We are now aware about Lord Atkin’s direction in Evans v Bartlam [1937] AC 437 at 480 that the underlying principle in
an application to set aside the default judgment is that unless and until the court has a judgment on merit or by consent, it is to have the power to revoke the expression of its coercive power where that has only been obtained by a failure to follow any of the rules of procedure.
Further Lord Atkin says that there is no rigid rule that the Applicant must satisfy the court that there is a reasonable explanation why judgment was allowed to go by default, though obviously the reason, if any for allowing judgment and thereafter applying to set aside is one of the matters to which the court will have regard in exercising its discretion.

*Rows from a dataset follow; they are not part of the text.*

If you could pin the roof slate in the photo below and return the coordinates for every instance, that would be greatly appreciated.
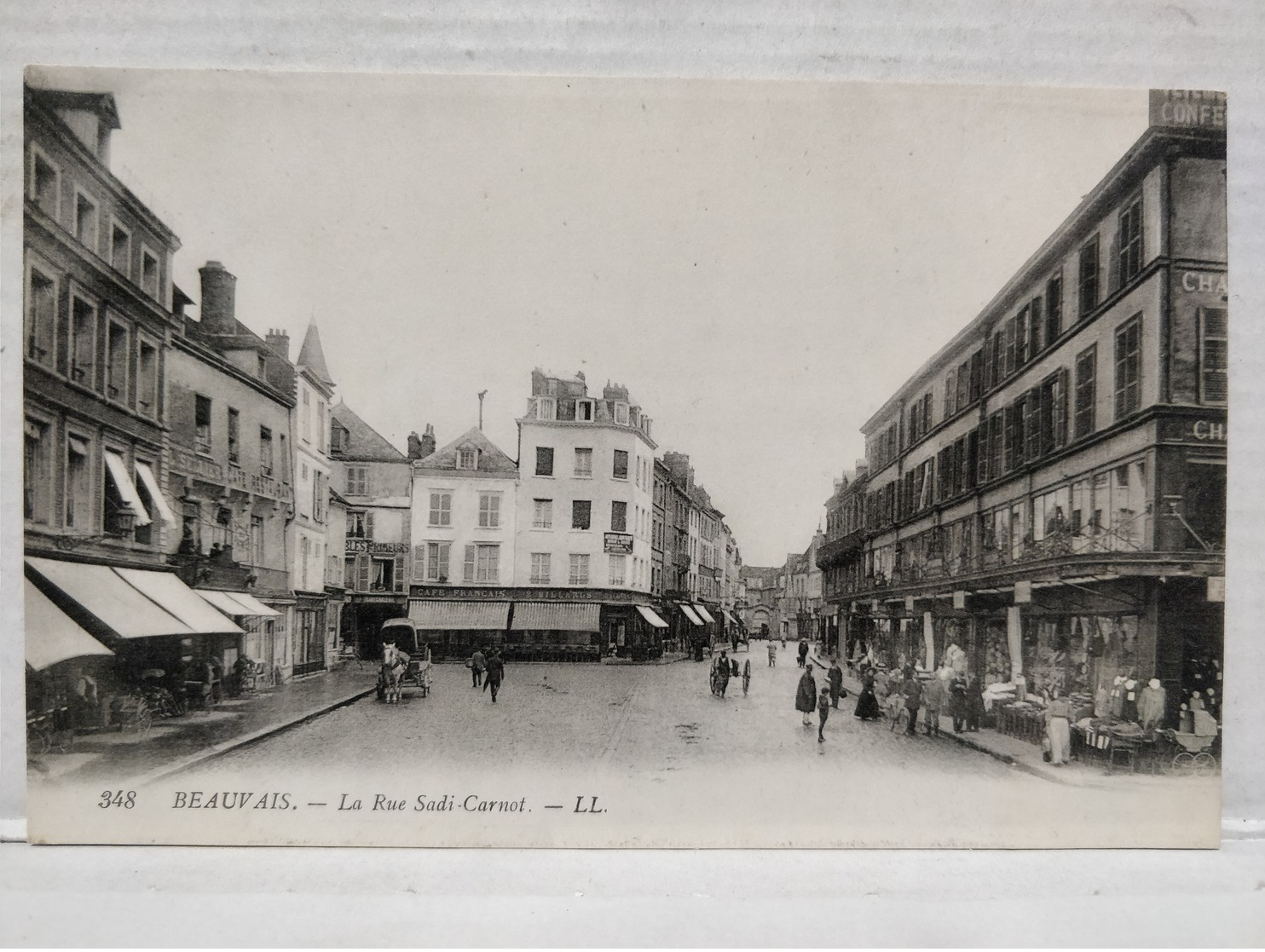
(363, 441)
(491, 459)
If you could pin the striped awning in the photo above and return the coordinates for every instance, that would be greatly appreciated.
(652, 616)
(54, 636)
(458, 616)
(556, 616)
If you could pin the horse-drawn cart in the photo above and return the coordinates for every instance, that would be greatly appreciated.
(413, 656)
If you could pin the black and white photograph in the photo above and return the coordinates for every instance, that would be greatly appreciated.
(575, 462)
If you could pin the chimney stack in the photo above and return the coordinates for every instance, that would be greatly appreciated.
(219, 298)
(279, 343)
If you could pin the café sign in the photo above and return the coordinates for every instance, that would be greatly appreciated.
(617, 543)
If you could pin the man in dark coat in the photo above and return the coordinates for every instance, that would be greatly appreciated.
(806, 697)
(912, 692)
(835, 677)
(494, 672)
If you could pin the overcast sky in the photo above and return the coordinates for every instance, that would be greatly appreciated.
(760, 263)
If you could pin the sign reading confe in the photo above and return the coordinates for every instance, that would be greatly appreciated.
(1188, 109)
(367, 545)
(617, 543)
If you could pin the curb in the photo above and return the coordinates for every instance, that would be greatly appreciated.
(217, 750)
(996, 755)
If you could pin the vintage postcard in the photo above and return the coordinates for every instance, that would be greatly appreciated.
(436, 460)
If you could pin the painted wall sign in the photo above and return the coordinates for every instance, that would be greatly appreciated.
(367, 545)
(1204, 282)
(617, 543)
(1188, 109)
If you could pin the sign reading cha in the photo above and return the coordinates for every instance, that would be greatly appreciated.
(1188, 109)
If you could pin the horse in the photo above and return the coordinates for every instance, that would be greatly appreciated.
(395, 663)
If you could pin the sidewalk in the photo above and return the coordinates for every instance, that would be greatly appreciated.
(1026, 756)
(175, 743)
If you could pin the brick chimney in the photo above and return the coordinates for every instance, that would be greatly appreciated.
(279, 343)
(219, 298)
(426, 445)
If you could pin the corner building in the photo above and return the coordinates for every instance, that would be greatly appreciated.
(1048, 491)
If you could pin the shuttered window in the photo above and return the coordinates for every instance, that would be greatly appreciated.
(1213, 355)
(1087, 361)
(1129, 366)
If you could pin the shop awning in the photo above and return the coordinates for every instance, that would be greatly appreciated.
(180, 599)
(151, 484)
(235, 602)
(52, 635)
(459, 616)
(556, 616)
(101, 591)
(652, 616)
(123, 482)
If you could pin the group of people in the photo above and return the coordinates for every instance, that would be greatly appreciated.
(807, 698)
(488, 669)
(725, 667)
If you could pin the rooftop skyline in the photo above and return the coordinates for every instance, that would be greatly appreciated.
(760, 263)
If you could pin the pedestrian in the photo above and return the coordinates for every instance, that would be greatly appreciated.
(912, 692)
(823, 713)
(867, 704)
(806, 695)
(494, 672)
(720, 675)
(933, 701)
(1058, 726)
(958, 702)
(835, 675)
(974, 704)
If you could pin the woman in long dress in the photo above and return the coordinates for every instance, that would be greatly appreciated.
(867, 702)
(1058, 724)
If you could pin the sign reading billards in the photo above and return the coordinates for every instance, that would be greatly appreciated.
(617, 543)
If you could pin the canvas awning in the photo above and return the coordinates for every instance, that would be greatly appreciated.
(151, 484)
(237, 603)
(556, 616)
(52, 635)
(180, 599)
(101, 591)
(690, 614)
(127, 487)
(458, 616)
(652, 616)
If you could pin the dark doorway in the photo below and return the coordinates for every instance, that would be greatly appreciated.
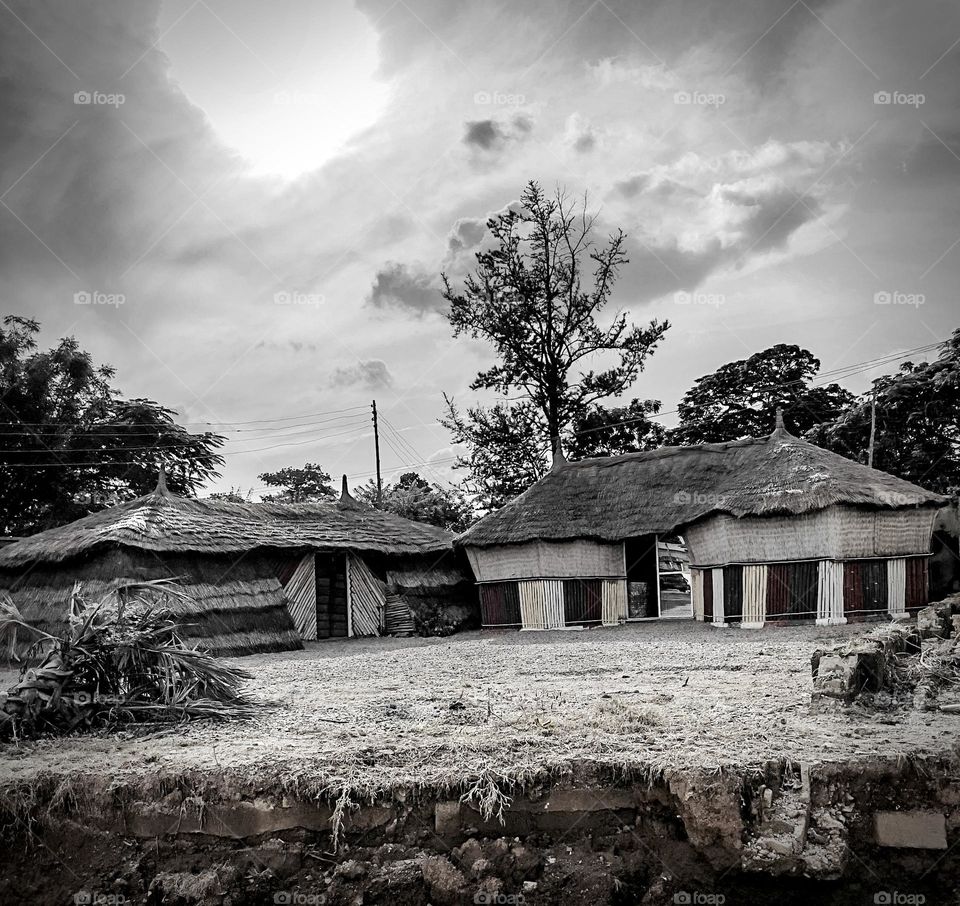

It ought to be noted that application to set aside a judgment should be made promptly and within reasonable time. (see note 13/9/12 (1999 Rules of Supreme Court). What is reasonable period will depend on the circumstances of the case. In the case of John G. Kawamba t/a Central Associates Limited v W.T.C Freight Limited Civil Cause No. 541 and 542 of 1986 it was held that six months delay after the default judgment had been entered was inexcusable.
I am aware that this is a personal injury case. Such cases require genuine promptness in setting aside a regular judgment. What ever reason of missing file in the civil registry as cause of delay appears to me as a mere scape goat. Counsel for the Defendant is on record that they were only appointed as late as the 27th September, 2007 prior which time they could not have served a notice of intention to defend. To make things worse they just served the defence on the Appellants on 2 nd July 2008. Delay was inordinate.
Even if there could be a meritorious defence, the Appellant would be greatly prejudiced if the judgment was set aside considering that 10 months in bringing the application to set aside judgment is inordinate and inexcusable in the circumstances, and that execution was already levied on the Respondent, and further that the judgment sums have already been paid to the Appellant who testified in person at the assessment of damages. I allow the appeal and dismiss the Respondents application to set aside judgment with costs.
Made in chambers this 23rd day of July 2008 at Chichiri, Blantyre.